In Depth

Column: Giving Up TV Is No Real Sacrifice

I got so used to watching TV via the Internet last week that I got sick of it. Yep, I was up to my eyeballs in television, to the point where I had to cut myself off for a day.

Let me explain.

After the first few days without cable or broadcast programming on the TV set, I got into a groove in my Internet-TV-only lifestyle. For starters, I bought a wire that connects my computer to the TV set so I can watch “The Office” via Hulu on my big screen. Then I checked out the “Saturday Night Live” sketches with Gov. Sarah Palin and Mark Wahlberg on my PC—no need for broadcast TV there. (Say hi to your mother for me.) I even convinced myself that “Grey’s Anatomy” releases new episodes on Fridays (new episodes actually premiere Thursdays on-air), so when I watch the show online on Friday nights, it feels fresh.

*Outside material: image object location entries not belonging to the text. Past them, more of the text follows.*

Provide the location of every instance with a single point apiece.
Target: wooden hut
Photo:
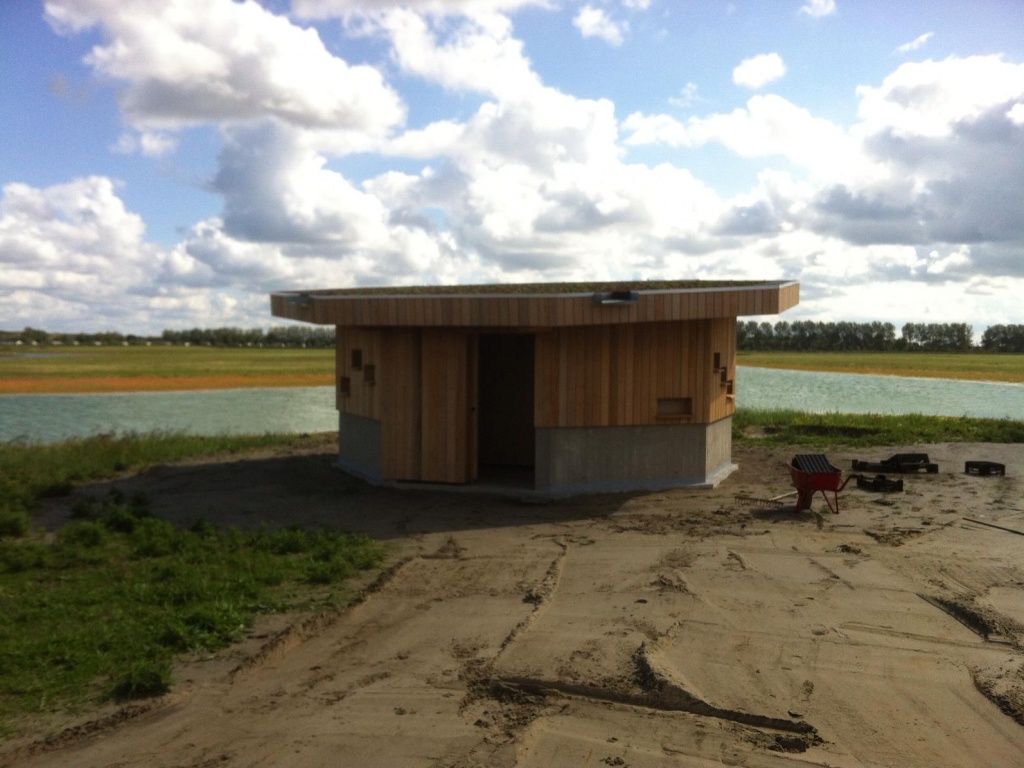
(569, 387)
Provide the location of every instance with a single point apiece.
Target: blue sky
(168, 165)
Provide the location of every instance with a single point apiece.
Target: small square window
(675, 408)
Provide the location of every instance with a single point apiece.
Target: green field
(1008, 368)
(68, 369)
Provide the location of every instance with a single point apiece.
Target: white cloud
(687, 96)
(916, 204)
(343, 8)
(758, 71)
(930, 98)
(918, 42)
(818, 8)
(769, 125)
(479, 55)
(593, 22)
(150, 143)
(186, 61)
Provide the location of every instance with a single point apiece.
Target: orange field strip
(91, 385)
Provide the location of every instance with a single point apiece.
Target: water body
(862, 393)
(50, 418)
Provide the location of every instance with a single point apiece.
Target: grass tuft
(100, 609)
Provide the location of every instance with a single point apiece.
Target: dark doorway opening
(507, 442)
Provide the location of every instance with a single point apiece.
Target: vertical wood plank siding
(444, 418)
(364, 398)
(401, 410)
(603, 376)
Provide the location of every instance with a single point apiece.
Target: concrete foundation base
(577, 460)
(359, 446)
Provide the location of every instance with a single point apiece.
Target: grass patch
(98, 610)
(976, 367)
(797, 428)
(31, 472)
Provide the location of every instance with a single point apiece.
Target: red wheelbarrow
(813, 472)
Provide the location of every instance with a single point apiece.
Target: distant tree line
(1003, 339)
(808, 336)
(800, 336)
(288, 336)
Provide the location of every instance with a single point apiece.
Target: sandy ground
(669, 629)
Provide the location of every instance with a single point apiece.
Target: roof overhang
(536, 305)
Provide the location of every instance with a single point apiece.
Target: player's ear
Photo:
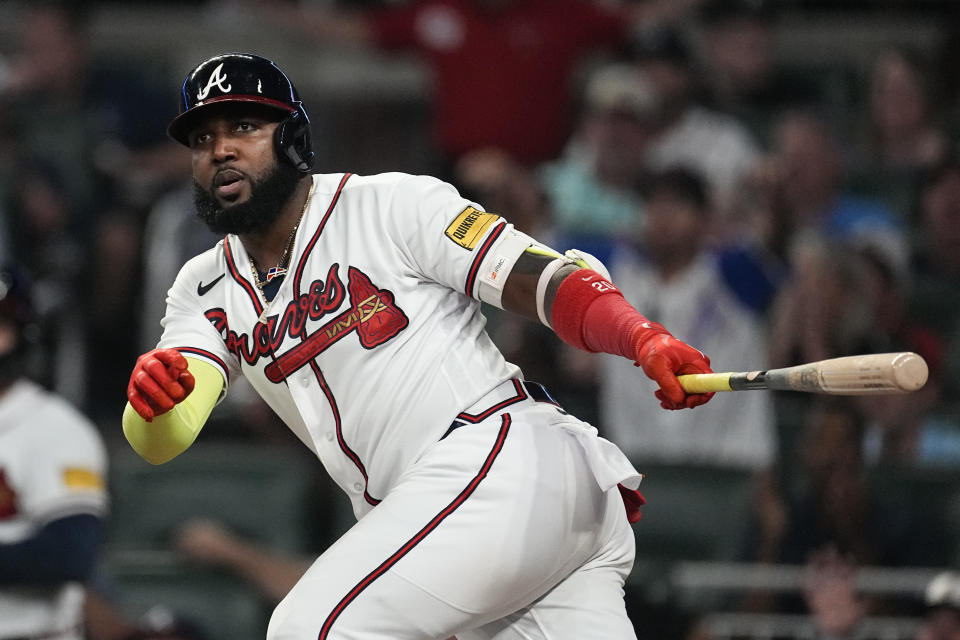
(292, 140)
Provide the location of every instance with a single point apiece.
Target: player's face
(230, 150)
(239, 184)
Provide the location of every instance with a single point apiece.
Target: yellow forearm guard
(170, 433)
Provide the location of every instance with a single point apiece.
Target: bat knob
(909, 371)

After all that, I got fed up with TV. By the middle of last week I’d consumed too much TV online—“The Daily Show,” “The Colbert Report,” YouTube clips, Web-only shows, “Countdown With Keith Olbermann,” “The Office,” “Grey’s Anatomy”—that I declared a 24-hour TV moratorium.

I bring this up because I believe my TV overdose underscores that the Internet can indeed be a reasonable facsimile for traditional TV. You can watch nearly all the same shows, you can access most of the water-cooler clips and you can stay current on news, events and the hottest prime-time shows via the Web. As long as you set your own internal DVR—Repeat after me: “‘Grey’s’ is on Fridays”—you can still watch much the same programs online as you did on-air. Which means you can still get a bellyache if you overeat. True, I might be suffering from election news overload, but my Internet TV pig-out is evidence that cord-cutting works so well you can gorge yourself on too much TV over the Web.

Even so, a number of issues still bedevil the Internet-only lifestyle. I spoke to Josh Lovison, a gaming consultant at the IPG Emerging Media Lab at the media agency Initiative. He tried to cut the cord and contends the Internet isn’t ready yet. Here’s why.

1. Not enough hi-def. Mr. Lovison likes high-quality hi-def shows. “In terms of quality, Blu-ray is at the top, then it goes down to probably an HD digital purchase, then to TV broadcast, and finally down to online streaming,” he said. “For online streaming, it just isn’t there yet where an ad-supported Hulu in hi-def model would be able to win me over. Though once it is there, that would be incredibly neat.”

2. Not enough shows. Finding all the shows you want in one place is still tough. You have to bounce around from iTunes to Hulu to various network sites to find the shows.

3. Not low-cost enough. With cable bundling, the pricing for the triple play goes way down, making cable relatively affordable, Mr. Lovison said. “I get my Internet and phone from Time Warner, so my cable package is really only about $30 a month when considered in the bundle. That’s about two-thirds a season of a show a la carte,” he said.

Despite those drawbacks, Mr. Lovison said he’s getting closer to kissing his cable subscription goodbye. Are you ready to take the plunge with me? C’mon, jump in. The water’s nice.